Each relay receives a score based on test results:

Score	Meaning
Full compatibility	All critical and important tests pass
Partial compatibility	All critical tests pass, some important tests fail
Incompatible	One or more critical tests fail

The client displays the score when the user views relay details or adds a new relay.

Compatibility Warnings

The client warns the user when a relay in their active configuration fails compatibility:

"wss://relay.com does not support kind 10054. Challenge-response for pacts using this relay may fail."
"wss://relay.com rejects events larger than 16 KB. Large checkpoints may not be publishable here."
"wss://relay.com does not support NIP-46. This relay cannot be used for pact communication."

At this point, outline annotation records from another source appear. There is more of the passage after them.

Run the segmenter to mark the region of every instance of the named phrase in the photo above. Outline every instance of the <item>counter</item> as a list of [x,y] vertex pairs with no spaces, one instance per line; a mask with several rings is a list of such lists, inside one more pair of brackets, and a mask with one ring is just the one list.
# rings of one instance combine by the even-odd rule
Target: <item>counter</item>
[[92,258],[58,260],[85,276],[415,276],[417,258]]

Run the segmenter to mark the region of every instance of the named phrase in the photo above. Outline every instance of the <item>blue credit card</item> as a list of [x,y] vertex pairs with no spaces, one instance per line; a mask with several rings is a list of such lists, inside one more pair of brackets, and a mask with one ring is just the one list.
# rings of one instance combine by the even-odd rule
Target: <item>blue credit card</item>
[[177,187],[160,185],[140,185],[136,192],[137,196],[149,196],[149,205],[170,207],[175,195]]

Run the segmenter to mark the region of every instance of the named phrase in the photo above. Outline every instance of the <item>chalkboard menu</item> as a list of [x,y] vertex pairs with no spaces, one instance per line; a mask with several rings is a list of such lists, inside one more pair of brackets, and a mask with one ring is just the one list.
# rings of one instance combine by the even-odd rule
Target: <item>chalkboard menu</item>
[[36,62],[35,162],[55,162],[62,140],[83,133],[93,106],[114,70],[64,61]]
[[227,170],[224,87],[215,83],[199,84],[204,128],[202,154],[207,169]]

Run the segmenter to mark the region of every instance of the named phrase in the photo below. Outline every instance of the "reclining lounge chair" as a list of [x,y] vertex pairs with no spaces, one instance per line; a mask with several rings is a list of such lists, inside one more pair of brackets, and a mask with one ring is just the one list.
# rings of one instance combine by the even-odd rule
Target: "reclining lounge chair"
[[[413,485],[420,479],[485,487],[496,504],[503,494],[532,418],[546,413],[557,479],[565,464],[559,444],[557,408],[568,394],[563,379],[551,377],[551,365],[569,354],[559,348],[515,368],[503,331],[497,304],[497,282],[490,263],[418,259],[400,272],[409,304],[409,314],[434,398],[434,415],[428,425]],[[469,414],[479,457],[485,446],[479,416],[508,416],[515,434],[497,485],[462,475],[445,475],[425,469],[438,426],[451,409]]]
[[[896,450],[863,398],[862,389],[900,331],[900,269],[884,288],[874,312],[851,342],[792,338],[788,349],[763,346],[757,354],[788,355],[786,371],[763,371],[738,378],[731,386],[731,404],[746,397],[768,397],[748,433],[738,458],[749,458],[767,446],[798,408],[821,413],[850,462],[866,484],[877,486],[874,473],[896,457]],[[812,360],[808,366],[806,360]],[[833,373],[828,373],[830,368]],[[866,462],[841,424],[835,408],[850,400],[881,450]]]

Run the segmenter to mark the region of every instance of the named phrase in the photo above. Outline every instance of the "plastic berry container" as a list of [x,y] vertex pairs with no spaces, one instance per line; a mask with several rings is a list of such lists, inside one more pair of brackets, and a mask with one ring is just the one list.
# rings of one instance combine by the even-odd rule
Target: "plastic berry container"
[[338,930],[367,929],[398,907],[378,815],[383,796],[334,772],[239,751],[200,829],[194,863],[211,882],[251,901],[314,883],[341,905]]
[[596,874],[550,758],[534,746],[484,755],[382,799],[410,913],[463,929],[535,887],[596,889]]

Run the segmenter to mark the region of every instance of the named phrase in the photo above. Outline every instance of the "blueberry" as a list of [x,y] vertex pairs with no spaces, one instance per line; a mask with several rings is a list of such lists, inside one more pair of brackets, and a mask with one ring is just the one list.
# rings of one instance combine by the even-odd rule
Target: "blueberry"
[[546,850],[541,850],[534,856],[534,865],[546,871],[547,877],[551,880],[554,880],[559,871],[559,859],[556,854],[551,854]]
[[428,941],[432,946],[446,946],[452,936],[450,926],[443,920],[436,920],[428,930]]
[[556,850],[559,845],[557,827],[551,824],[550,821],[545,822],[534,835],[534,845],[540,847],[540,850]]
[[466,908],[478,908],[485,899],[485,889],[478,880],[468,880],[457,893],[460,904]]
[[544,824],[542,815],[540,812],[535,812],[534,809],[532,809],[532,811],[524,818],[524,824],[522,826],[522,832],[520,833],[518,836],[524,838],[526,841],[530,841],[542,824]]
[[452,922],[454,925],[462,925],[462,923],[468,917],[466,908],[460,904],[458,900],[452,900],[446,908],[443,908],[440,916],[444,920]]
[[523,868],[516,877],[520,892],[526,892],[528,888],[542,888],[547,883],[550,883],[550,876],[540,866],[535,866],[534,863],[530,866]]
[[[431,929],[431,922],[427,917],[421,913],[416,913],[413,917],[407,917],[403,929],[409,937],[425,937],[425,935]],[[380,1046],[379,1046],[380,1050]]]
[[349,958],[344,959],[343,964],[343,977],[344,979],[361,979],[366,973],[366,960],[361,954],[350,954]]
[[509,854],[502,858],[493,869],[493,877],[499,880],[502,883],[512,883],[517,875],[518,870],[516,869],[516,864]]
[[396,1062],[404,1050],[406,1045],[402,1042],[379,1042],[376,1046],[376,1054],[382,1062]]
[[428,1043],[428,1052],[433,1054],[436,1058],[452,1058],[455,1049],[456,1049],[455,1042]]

Community Compatibility List

The client can fetch and display a community-maintained relay compatibility list:

Published as a replaceable event (kind 30078, d tag = "gozzip-relay-compat") by a well-known project pubkey
Contains relay URLs and their last-tested compatibility scores
Updated periodically by automated testing infrastructure
Client merges community data with its own local test results (local results take precedence)
The user can disable community list fetching (opt-out for privacy)

Storage and Retention

All diagnostic data is stored in the client's local database:

Data type	Retention	Storage estimate
Pact health indicators	Indefinite (while pact is active)	~1 KB per pact
Challenge history	90 days rolling	~500 bytes per challenge
Relay health metrics	30 days rolling	~2 KB per relay
Relay rejection log	30 days rolling	~200 bytes per rejection
Gossip retrieval traces	7 days rolling	~500 bytes per retrieval
Developer mode traces	Circular buffer, 10 MB max	10 MB
WoT graph cache	Refreshed on demand	~50 KB for 500-node graph

Total estimated storage for a user with 20 pacts, 5 relays, and standard usage: approximately 2–5 MB. Developer mode adds up to 10 MB.

Implementation Priority

Priority	Component	Rationale
1	Pact health dashboard	Users need visibility into their most critical infrastructure
2	Challenge-response diagnostics	Pact failures are the most common support question
3	Relay interaction logging	Relay issues are the second most common failure mode
4	Health check command	Proactive issue detection reduces support burden
5	Relay compatibility reporting	Prevents users from configuring incompatible relays
6	Gossip propagation debugging	Valuable but less frequently needed
7	WoT visualization	Informational, not diagnostic — nice to have
8	Protocol-level tracing	Developer-only, can ship later

Priorities 1–4 should ship with the first client release. Priorities 5–6 should ship within 3 months. Priorities 7–8 can ship when developer demand justifies the effort.